Kate and Mike Gee-Taylor
Rangiwahia based Kate and Mike organised a group e-bike ride to the Bridge to Nowhere in Whanganui for 23 local farmers. “This was about getting farmers off-farm, meeting new people and talking about other things apart from farming. For a lot of them it was the first time in a while they’d had a day off, or just doing their own thing. It made me realise the true value of friends and catching up with them regularly.”
Dairy farmer Paul helps run a social cricket team of Bay of Plenty farmers and growers – ‘Benaud’s Backyard Bumpkins’. “It might be just one night a week, but the cricket makes you get off the farm and allows you to let off steam with other guys who can relate to your situation,” Paul says he gets a lot pleasure organising the team. During the winter he swaps codes and helps run the local junior rugby club with wife Pip for the same reason. “Giving back is good for you.”
Nick is a busy 50/50 sharemilker with 450 cows but he made getting off-farm a non-negotiable part of his week by joining the volunteer fire brigade. “The biggest stress relief for me is having an off-farm activity so I’m not consumed by farming. The brigade allows me to be part of a team and get off-farm. We train once a week and every Friday night we head somewhere and have a few quiet ones and dinner together. It’s been brilliant. You spend time as a firefighter and just come back a different person.”

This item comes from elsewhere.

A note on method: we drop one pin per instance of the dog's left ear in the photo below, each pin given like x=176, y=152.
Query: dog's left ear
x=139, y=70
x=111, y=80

Andrew Shand and Dave Smith
Marton farmers Andrew Shand and Dave Smith have been organising ‘District Hall Get-Togethers’ for up to 80 farmers and their families. They also organised a Pedal for Pleasure bike race for 170 riders. “No-one ever used to talk about wellbeing in farming. We’ve always talked endlessly about stock, pastures and fertilisers, but staying well is an important part of farming too. Both of the events we organised were very simple to do. The hardest thing was getting started,” says Dave.
Cambridge dairy farmer Marc Gascoigne helps run the Te Awamutu Cycle club. “Cycling’s a big part of my socialising. I’m getting the exercise, I’m connecting with people meeting up for rides and I’m serving others because I’m president of the club. When you’re giving to others like that it makes you feel a hell of a lot better yourself.”